* * *
На Москве-реке пустынно. В Замоскворечье приземистые обывательские избы как-то съежились, почернели после захода солнца, будто чего-то испугались. Слышен пронзительный, тревожный крик пролетевшей над Москвой-рекой стаи гусей. Пахнет осенью, воздух свеж и прохладен, но во дворце окно в царский садик открыто.
Сторожа притаились в кустах, не спят.
Умирает лето... В грустной тишине отдыхающего от дневной толчеи Кремля слышится царю прощальный шепот золотистой листвы прадедовских лип... Может быть, в этом едва уловимом шелесте мирного увядания таится грусть предков над несбывшимися надеждами, неоконченными сказками и разбившей их суровой былью! Может быть, то – невидимое присутствие Анастасии?

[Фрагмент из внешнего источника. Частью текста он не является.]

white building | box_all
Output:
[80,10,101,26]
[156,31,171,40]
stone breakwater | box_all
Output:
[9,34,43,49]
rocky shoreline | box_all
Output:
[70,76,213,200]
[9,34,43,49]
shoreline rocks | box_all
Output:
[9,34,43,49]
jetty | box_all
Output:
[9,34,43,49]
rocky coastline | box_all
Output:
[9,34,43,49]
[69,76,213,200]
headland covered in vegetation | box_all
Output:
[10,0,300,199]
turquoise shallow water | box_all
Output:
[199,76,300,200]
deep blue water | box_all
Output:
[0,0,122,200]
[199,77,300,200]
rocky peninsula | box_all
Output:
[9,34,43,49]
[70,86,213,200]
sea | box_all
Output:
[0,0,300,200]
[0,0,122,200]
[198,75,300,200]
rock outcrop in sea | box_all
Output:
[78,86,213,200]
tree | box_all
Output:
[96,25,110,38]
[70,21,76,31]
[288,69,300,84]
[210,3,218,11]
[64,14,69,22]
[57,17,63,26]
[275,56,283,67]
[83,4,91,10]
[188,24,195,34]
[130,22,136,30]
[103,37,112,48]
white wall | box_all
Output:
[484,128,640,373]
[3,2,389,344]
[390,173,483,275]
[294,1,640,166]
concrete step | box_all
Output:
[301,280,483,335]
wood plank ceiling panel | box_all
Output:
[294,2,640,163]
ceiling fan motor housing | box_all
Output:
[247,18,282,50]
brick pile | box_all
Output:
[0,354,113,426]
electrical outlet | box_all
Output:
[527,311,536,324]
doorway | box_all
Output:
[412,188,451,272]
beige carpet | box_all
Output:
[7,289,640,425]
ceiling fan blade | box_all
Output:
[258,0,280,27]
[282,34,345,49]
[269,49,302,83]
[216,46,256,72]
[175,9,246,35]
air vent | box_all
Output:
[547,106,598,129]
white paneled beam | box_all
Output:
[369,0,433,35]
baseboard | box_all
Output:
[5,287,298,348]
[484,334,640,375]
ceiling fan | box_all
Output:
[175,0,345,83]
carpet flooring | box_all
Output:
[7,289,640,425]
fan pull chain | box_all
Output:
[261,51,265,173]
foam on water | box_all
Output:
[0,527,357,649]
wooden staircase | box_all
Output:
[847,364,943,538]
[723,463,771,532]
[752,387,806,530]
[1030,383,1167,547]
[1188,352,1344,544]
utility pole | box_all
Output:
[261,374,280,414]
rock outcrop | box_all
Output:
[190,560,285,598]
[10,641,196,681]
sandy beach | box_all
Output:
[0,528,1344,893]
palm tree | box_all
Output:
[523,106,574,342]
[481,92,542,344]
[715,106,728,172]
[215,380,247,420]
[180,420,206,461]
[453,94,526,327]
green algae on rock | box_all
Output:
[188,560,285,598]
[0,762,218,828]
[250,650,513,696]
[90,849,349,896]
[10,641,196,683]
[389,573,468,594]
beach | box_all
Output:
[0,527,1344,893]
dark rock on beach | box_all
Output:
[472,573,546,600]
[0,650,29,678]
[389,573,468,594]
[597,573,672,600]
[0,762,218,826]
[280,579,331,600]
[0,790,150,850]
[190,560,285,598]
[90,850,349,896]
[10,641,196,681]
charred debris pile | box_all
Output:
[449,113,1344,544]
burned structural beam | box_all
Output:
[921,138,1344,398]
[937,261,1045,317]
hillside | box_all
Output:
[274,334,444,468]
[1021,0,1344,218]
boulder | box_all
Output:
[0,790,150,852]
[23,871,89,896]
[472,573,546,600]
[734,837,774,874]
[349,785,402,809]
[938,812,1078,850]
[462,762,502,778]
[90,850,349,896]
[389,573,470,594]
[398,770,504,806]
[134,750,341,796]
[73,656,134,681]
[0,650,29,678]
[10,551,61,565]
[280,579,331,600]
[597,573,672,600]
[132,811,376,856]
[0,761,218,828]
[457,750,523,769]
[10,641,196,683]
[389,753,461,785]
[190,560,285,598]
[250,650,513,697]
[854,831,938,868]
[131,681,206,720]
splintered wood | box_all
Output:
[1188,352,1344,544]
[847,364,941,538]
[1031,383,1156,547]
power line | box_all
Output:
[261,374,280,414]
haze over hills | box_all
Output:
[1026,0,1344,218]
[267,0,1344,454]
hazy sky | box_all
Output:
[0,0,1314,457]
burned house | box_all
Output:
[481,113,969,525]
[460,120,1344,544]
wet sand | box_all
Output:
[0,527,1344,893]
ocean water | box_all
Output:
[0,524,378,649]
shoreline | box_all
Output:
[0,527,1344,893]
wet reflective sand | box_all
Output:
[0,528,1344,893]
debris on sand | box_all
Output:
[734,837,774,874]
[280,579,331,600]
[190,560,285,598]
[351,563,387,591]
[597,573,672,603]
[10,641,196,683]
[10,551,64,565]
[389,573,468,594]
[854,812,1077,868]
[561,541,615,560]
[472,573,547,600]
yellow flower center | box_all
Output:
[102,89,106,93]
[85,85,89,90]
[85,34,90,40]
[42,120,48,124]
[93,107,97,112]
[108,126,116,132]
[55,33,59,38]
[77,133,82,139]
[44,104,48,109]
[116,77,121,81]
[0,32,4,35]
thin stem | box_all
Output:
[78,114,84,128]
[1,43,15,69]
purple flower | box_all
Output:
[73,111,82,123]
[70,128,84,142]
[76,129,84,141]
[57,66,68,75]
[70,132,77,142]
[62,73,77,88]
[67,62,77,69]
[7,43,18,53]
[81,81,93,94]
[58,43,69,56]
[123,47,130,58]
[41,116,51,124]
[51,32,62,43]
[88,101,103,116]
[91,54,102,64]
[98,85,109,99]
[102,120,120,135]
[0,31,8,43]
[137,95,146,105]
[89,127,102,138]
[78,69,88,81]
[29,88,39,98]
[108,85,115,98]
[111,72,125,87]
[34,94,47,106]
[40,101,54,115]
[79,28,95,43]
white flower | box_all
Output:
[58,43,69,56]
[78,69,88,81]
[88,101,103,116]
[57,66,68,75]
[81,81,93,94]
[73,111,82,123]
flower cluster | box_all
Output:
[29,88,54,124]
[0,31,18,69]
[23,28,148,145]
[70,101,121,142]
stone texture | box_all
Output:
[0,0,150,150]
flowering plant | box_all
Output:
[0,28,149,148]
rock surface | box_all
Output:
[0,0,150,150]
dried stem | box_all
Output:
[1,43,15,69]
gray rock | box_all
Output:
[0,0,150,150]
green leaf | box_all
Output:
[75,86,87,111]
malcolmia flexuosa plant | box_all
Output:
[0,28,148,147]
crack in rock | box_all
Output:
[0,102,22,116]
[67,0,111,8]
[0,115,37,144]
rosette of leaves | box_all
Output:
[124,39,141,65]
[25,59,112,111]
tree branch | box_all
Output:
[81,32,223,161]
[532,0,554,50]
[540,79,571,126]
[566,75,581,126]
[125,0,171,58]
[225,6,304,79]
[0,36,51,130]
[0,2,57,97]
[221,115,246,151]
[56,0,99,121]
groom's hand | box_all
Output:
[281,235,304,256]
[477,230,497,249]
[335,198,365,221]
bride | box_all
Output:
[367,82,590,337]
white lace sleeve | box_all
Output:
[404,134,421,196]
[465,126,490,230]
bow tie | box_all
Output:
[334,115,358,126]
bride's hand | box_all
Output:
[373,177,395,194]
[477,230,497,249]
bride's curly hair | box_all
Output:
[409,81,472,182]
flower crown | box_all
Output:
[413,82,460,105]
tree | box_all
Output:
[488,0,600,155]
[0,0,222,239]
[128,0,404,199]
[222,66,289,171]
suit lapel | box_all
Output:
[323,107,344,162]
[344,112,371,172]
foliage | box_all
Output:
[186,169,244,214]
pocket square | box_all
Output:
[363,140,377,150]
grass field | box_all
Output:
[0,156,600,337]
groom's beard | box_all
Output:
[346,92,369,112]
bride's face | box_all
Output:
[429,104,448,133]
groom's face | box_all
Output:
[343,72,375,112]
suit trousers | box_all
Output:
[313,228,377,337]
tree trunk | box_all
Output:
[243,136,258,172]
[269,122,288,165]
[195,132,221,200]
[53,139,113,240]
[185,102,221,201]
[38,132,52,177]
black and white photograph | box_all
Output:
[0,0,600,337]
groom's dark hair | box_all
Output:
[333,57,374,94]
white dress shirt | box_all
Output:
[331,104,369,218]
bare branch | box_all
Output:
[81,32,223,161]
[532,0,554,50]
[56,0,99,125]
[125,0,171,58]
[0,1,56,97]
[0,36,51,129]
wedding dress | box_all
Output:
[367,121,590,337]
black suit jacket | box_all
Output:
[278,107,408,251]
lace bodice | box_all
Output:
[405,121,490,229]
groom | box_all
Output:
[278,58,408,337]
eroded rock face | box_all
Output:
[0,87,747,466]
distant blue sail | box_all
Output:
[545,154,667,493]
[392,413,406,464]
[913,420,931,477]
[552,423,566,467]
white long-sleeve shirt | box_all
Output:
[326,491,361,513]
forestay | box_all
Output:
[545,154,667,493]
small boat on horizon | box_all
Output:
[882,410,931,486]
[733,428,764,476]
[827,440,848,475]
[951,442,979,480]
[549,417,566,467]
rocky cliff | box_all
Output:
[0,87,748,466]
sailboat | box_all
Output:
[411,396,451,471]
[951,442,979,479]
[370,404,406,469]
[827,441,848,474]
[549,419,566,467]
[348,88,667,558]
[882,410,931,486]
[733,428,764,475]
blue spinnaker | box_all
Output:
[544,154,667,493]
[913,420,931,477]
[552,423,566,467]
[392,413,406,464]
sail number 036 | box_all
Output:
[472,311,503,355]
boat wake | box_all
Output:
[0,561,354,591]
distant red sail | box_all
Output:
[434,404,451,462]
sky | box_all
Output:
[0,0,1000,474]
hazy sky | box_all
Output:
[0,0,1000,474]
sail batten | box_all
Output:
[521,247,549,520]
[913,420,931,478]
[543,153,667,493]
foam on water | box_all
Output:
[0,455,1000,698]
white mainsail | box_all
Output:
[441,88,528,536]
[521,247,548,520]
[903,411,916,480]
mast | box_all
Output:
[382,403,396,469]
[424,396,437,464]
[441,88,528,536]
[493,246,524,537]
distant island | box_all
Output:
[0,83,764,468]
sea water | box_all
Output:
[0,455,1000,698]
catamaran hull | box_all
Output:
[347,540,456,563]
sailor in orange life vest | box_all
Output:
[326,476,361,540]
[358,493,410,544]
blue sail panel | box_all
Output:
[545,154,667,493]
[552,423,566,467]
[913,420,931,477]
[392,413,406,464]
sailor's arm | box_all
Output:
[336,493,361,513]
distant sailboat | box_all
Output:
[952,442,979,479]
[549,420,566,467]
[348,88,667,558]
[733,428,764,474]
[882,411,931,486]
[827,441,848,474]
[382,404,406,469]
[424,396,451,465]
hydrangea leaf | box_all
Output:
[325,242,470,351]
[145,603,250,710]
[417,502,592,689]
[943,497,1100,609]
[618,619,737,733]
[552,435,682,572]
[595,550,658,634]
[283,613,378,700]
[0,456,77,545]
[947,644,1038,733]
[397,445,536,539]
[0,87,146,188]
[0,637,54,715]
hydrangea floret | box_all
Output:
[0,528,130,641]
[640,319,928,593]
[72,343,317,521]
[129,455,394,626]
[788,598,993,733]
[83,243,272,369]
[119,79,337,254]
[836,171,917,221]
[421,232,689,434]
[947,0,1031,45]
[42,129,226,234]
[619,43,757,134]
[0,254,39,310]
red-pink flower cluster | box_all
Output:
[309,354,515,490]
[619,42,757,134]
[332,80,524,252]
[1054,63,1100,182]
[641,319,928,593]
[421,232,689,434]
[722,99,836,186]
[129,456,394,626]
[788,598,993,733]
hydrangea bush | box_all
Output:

В руках Ивана Васильевича любимые им гусли, подаренные ему соловецкими иноками, а на китайском столике перед ним большие листы бумаги, испещренные крючковатыми знаками, кружочками и черточками. Ниже – рукописные строки псалмов.
Жизнь царя – это не все!.. Приказы, дьяки, воеводы в этот ясный сентябрьский вечер кажутся сном... Там, куда рвется душа, – райский простор, лазурь небес и цветники чудесных светил... Там херувимы и серафимы, покой и безмятежность. Там... Анастасия!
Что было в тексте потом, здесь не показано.